How to run a clean HVAC system
To reduce the presence of these contaminants there must be proper ventilation, air circulation and a well-functioning HVAC system. Building codes will list necessary air change rates, which are “a measure of the air volume added to or removed from a space (normally a room or house) divided by the volume of the space.” Air change rates are often used as rules of thumb in ventilation design. Systems using radiant heating, including hot water radiators and baseboard heaters, have the disadvantage of not moving air around but benefit from the lack of dirty ductwork that plague forced air systems.

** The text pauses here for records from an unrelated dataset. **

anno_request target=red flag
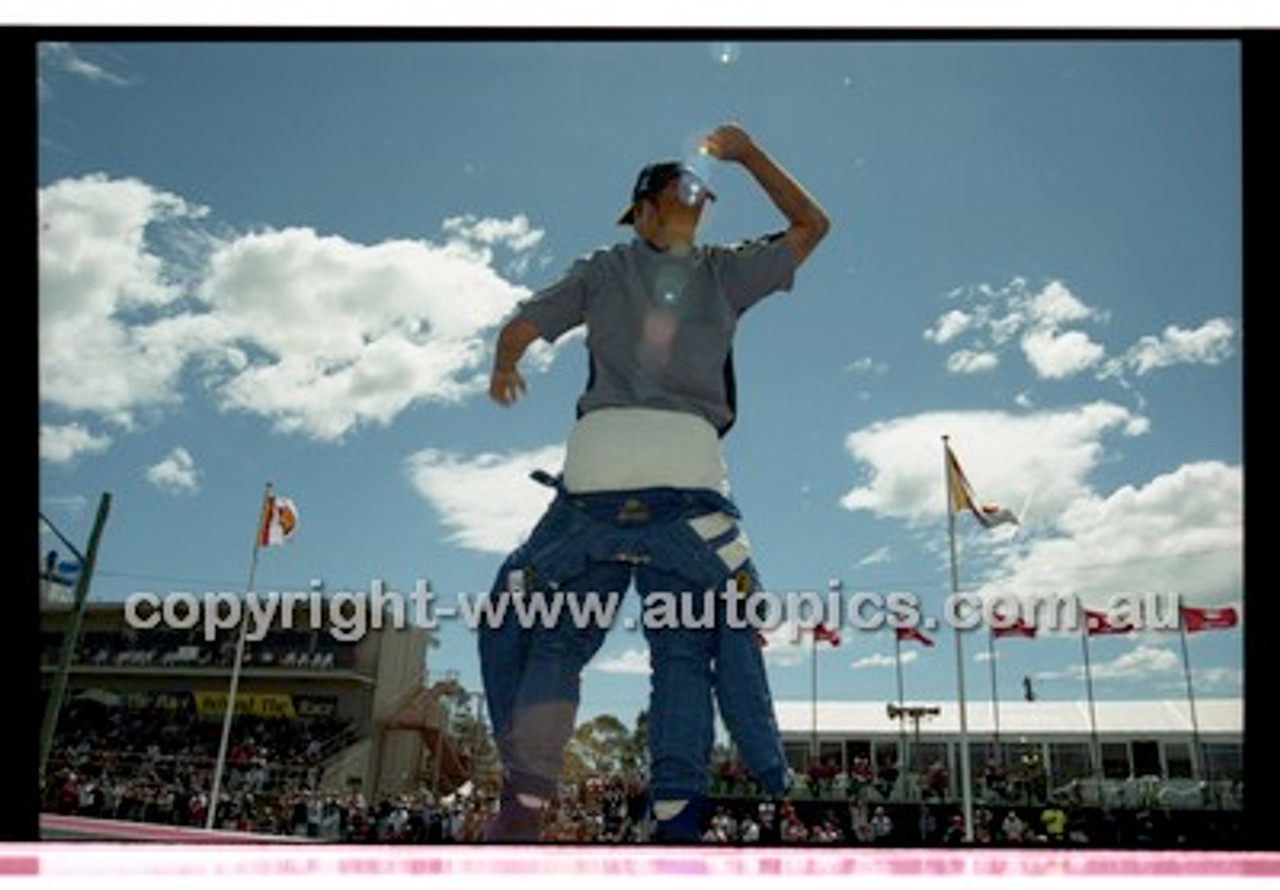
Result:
[1181,606,1240,634]
[1084,608,1134,636]
[991,616,1036,636]
[895,627,933,645]
[813,621,840,645]
[257,494,298,547]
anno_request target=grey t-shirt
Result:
[516,236,796,433]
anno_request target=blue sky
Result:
[38,35,1247,721]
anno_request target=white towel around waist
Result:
[564,409,728,496]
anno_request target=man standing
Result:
[480,124,828,843]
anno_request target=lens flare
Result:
[710,42,742,65]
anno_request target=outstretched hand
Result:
[489,368,525,407]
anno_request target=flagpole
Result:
[1178,604,1212,790]
[987,629,1005,766]
[893,627,908,773]
[1080,613,1102,778]
[942,435,973,843]
[809,629,818,770]
[205,483,271,830]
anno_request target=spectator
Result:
[1000,809,1027,844]
[870,807,893,844]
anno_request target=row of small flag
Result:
[756,606,1240,647]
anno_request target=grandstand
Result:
[40,585,492,834]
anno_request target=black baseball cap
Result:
[618,160,716,225]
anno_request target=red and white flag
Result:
[257,494,298,547]
[991,616,1036,636]
[1181,606,1240,634]
[813,621,840,645]
[1084,608,1134,636]
[946,444,1018,529]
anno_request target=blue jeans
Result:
[479,476,786,799]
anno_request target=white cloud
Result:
[1124,319,1235,375]
[588,649,649,676]
[980,462,1244,606]
[40,424,111,464]
[36,41,129,96]
[1034,645,1181,681]
[38,175,204,426]
[146,447,200,494]
[1023,329,1106,380]
[849,651,920,671]
[404,446,564,554]
[924,309,974,346]
[947,350,1000,374]
[858,547,892,566]
[924,278,1236,380]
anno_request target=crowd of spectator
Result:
[41,627,355,670]
[44,698,1234,848]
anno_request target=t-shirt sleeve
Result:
[718,232,796,312]
[516,259,590,343]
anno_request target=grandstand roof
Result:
[774,698,1244,739]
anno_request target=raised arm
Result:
[704,124,831,265]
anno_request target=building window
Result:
[1102,741,1133,779]
[1165,741,1194,779]
[1201,743,1244,781]
[1048,741,1093,785]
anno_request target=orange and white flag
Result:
[257,494,298,547]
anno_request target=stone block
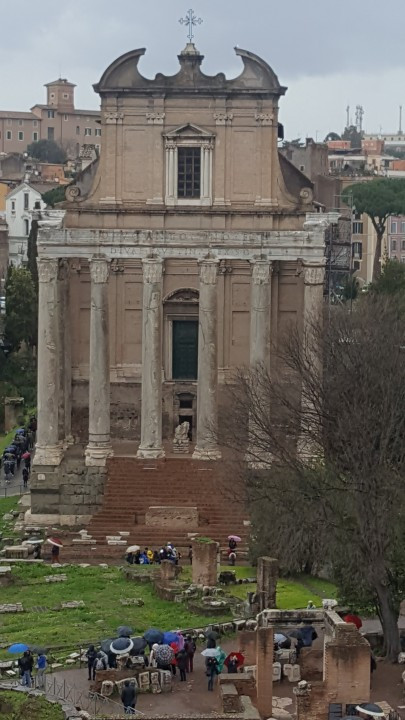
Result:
[145,505,199,530]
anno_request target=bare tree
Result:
[220,296,405,661]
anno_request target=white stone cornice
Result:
[38,225,325,262]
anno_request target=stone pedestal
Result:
[137,259,165,458]
[256,627,274,718]
[193,260,221,460]
[34,258,62,466]
[257,557,278,612]
[192,540,219,586]
[86,256,112,466]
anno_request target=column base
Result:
[33,444,63,466]
[192,447,222,460]
[136,447,165,460]
[84,444,114,467]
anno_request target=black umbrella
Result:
[118,625,134,637]
[100,638,117,653]
[131,637,148,655]
[110,638,133,655]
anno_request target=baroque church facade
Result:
[31,43,325,523]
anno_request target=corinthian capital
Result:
[37,258,58,282]
[200,260,219,285]
[90,257,110,283]
[252,260,272,285]
[142,258,163,283]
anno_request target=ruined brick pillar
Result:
[238,630,257,665]
[192,539,219,586]
[256,627,274,718]
[257,557,278,612]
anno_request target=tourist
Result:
[18,650,34,687]
[206,657,218,690]
[22,467,29,490]
[51,545,59,564]
[86,645,97,680]
[149,643,159,667]
[176,648,188,682]
[121,680,136,715]
[107,650,117,670]
[184,635,197,672]
[37,652,46,690]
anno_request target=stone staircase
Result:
[62,456,249,562]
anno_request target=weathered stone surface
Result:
[145,505,199,529]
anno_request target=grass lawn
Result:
[0,691,65,720]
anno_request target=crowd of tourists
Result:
[125,542,183,565]
[0,416,37,488]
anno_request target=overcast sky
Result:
[0,0,405,140]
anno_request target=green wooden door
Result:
[173,320,198,380]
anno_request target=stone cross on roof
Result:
[179,8,203,42]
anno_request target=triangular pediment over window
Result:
[165,123,214,140]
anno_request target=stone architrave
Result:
[34,258,62,466]
[257,557,278,612]
[191,539,219,587]
[297,259,325,460]
[86,256,112,466]
[137,259,165,458]
[193,260,221,460]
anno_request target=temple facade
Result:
[31,43,325,522]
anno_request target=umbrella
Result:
[118,625,134,637]
[7,643,29,655]
[163,632,179,645]
[144,628,163,645]
[110,638,134,655]
[100,638,118,653]
[201,648,221,658]
[29,645,46,655]
[356,703,385,717]
[155,645,174,665]
[224,652,245,668]
[125,545,141,552]
[131,637,148,655]
[46,538,63,547]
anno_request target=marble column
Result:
[246,259,272,468]
[193,260,221,460]
[86,256,112,466]
[297,258,325,460]
[250,260,272,370]
[137,259,165,458]
[35,258,63,466]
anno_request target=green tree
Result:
[42,185,66,207]
[27,140,66,163]
[223,293,405,661]
[342,178,405,281]
[4,267,38,352]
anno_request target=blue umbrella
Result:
[7,643,29,655]
[144,628,163,645]
[163,632,179,645]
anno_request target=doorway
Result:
[172,319,198,380]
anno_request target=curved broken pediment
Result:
[93,43,286,95]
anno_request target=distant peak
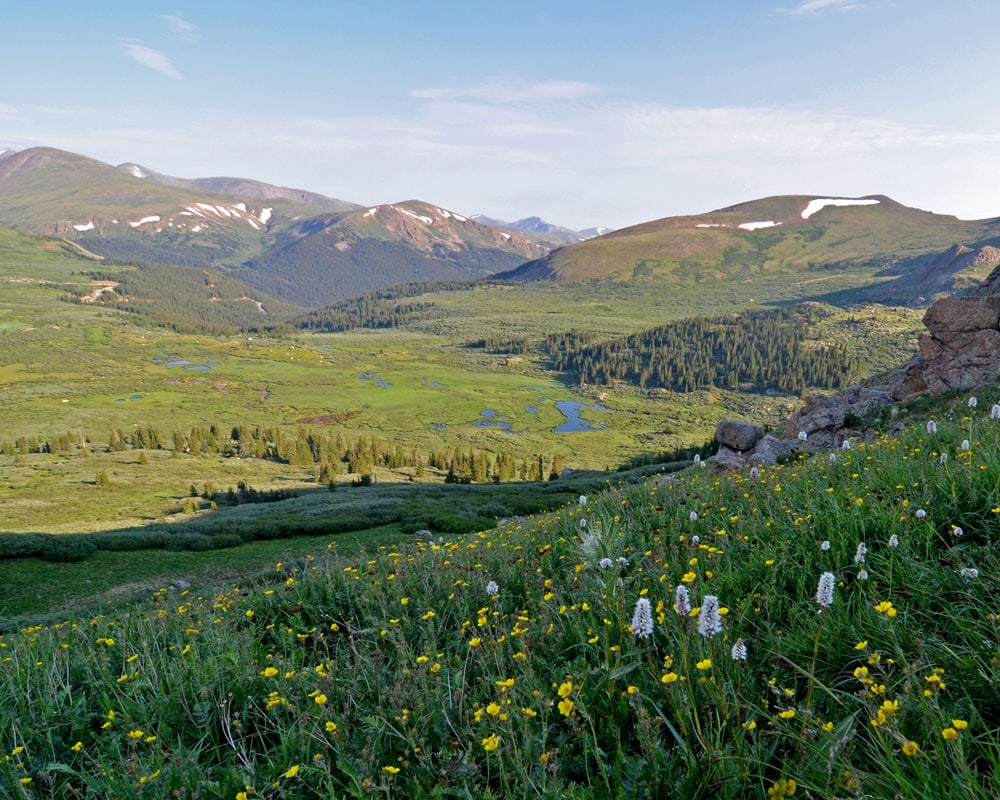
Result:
[118,164,149,178]
[802,197,880,219]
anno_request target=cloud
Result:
[410,81,598,105]
[785,0,870,15]
[125,43,184,81]
[160,14,201,43]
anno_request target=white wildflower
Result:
[632,597,653,639]
[816,572,837,608]
[733,637,747,661]
[698,594,722,639]
[674,583,691,617]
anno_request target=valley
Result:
[0,150,996,619]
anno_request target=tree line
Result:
[0,424,564,484]
[549,307,859,395]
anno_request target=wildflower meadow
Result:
[0,393,1000,800]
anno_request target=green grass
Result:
[0,387,1000,800]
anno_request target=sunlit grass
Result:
[0,386,1000,798]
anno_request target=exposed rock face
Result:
[712,266,1000,472]
[715,419,764,452]
[785,384,891,447]
[890,267,1000,400]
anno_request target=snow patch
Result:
[736,219,781,231]
[393,206,434,225]
[802,197,878,219]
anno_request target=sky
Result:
[0,0,1000,230]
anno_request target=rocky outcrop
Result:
[890,267,1000,400]
[713,262,1000,471]
[715,419,764,451]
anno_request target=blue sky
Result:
[0,0,1000,229]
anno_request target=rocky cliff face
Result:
[714,266,1000,470]
[890,267,1000,400]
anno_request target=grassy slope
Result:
[520,196,1000,284]
[0,387,1000,800]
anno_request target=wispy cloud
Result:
[160,14,201,43]
[410,81,598,105]
[124,43,184,81]
[785,0,871,15]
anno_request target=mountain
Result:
[0,147,550,306]
[472,214,611,247]
[498,195,1000,301]
[233,200,548,305]
[118,163,362,211]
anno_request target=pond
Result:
[555,400,611,433]
[476,408,513,433]
[358,372,392,386]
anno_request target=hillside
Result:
[500,195,1000,301]
[0,387,1000,800]
[0,147,547,306]
[233,200,548,306]
[118,163,361,211]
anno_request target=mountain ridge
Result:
[497,195,1000,301]
[0,147,549,305]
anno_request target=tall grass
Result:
[0,388,1000,798]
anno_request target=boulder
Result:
[715,419,764,452]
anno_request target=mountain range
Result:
[0,147,1000,313]
[0,147,549,306]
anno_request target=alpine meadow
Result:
[0,136,1000,800]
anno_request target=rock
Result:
[712,445,747,472]
[715,419,764,452]
[750,434,798,467]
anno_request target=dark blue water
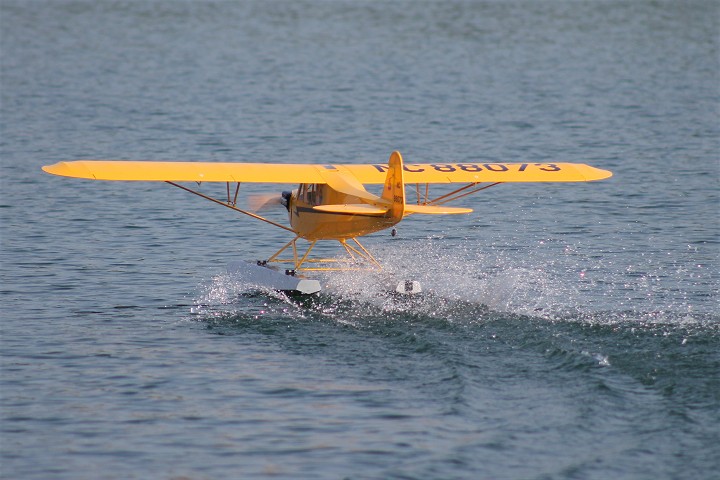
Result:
[0,0,720,479]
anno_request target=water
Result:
[0,0,720,479]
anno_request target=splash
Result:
[192,238,718,324]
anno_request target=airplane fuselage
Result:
[288,184,400,241]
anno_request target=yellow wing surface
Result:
[43,160,612,184]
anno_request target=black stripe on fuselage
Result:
[295,207,383,218]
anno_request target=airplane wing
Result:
[43,160,612,184]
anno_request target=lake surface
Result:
[0,0,720,479]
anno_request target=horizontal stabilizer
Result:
[313,204,388,217]
[405,203,473,215]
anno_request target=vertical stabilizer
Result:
[382,151,405,222]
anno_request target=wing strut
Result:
[427,182,503,205]
[166,180,297,234]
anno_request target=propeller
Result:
[247,192,291,212]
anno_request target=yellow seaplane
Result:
[43,151,612,293]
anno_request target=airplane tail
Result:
[382,151,405,223]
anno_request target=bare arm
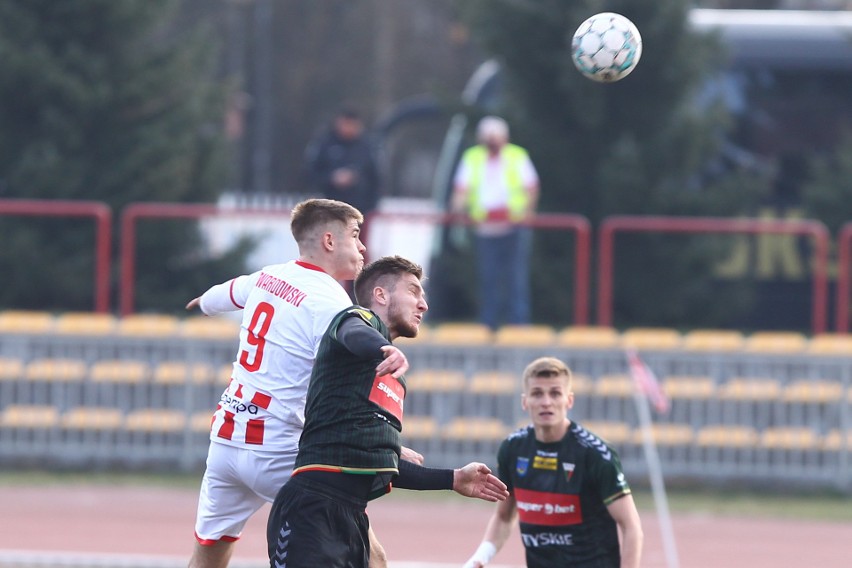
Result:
[607,495,645,568]
[464,495,518,568]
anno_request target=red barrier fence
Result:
[598,216,829,334]
[834,221,852,333]
[0,199,112,312]
[361,212,592,325]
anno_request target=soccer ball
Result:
[571,12,642,83]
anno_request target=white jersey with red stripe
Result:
[201,261,352,450]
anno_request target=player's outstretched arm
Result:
[453,462,509,502]
[463,495,518,568]
[606,495,645,568]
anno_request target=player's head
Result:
[290,199,367,280]
[476,116,509,150]
[355,256,429,338]
[521,357,574,426]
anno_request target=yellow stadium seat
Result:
[54,312,117,335]
[682,329,745,351]
[180,316,240,339]
[0,404,59,429]
[118,314,180,337]
[405,369,466,392]
[89,359,150,384]
[0,357,24,381]
[468,371,521,394]
[663,375,716,399]
[581,420,632,444]
[781,379,843,403]
[0,310,56,334]
[556,326,620,349]
[494,324,556,347]
[154,361,217,385]
[821,428,852,452]
[633,424,695,446]
[719,377,781,401]
[402,416,438,439]
[429,323,494,347]
[760,427,820,450]
[621,327,683,351]
[571,373,595,395]
[808,333,852,356]
[24,358,86,382]
[124,408,187,433]
[441,417,509,441]
[60,406,124,430]
[696,425,759,448]
[744,331,808,353]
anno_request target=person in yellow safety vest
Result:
[451,116,539,329]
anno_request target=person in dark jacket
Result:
[305,107,379,218]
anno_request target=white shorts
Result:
[195,442,297,546]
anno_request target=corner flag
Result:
[627,349,669,414]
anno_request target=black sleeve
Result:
[393,460,455,491]
[337,317,391,359]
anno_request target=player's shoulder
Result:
[569,422,615,461]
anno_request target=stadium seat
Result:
[663,375,716,400]
[821,428,852,452]
[153,361,217,385]
[494,324,556,347]
[556,326,620,349]
[744,331,808,354]
[580,420,632,445]
[808,333,852,356]
[0,357,24,381]
[405,369,466,392]
[682,329,745,351]
[0,404,59,429]
[594,373,633,398]
[24,358,87,382]
[89,359,150,384]
[0,310,56,334]
[781,379,843,404]
[760,426,819,450]
[60,406,124,430]
[429,323,494,347]
[402,416,438,440]
[695,424,759,448]
[441,417,510,442]
[467,371,521,395]
[621,327,683,351]
[54,312,117,335]
[180,316,240,339]
[124,408,187,433]
[719,377,781,401]
[118,314,180,337]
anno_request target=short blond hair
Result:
[523,357,573,391]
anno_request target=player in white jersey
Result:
[187,199,422,568]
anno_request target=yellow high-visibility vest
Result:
[462,144,529,222]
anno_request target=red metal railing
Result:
[361,212,592,325]
[119,203,290,316]
[597,216,829,333]
[834,221,852,333]
[0,199,112,312]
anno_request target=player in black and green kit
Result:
[267,256,508,568]
[465,357,643,568]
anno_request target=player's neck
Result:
[534,418,571,444]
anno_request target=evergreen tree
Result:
[0,0,244,311]
[460,0,765,326]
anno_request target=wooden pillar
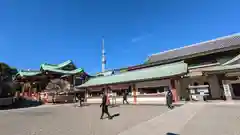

However, forced air can help flush toxins through into a central air filter. In fact, larger HEPA compliant ones can remove 99.97% of all pollutants. But it is extremely important to keep the system clean and running efficiently.
Cold air returns must not be blocked with furniture and clogged with dust and dirt. The flimsy metal ones used in so many homes get bashed by vacuum cleaners that closes the louvered openings. Sturdy plastic ones that are dishwasher safe can replace these. Some come in thicknesses that pair well with baseboards.
Humidity and moisture cause mold and mildew; they can actually increase with the installation of high efficiency furnaces and modern windows. Bringing in fresh outside air is a good idea especially in the utility room (even if high efficiency furnaces don’t call for it) but they must have unrestricted intake vents. A removable screen that can be washed is a great option for these intake vents.
Exhaust fans in kitchens and bathrooms will expel unpleasant fumes and odors. In particular, running bathroom fans whenever showering or bathing is great at reducing humidity and encouraging air circulation.
Provincial programs sometimes subsidize retrofitting but all exhaust vents must be vented correctly to the outside of the building. Soffit vents should lead air away from the building and not allow it to return back inside and all types of vent cap should be durable and easily cleaned.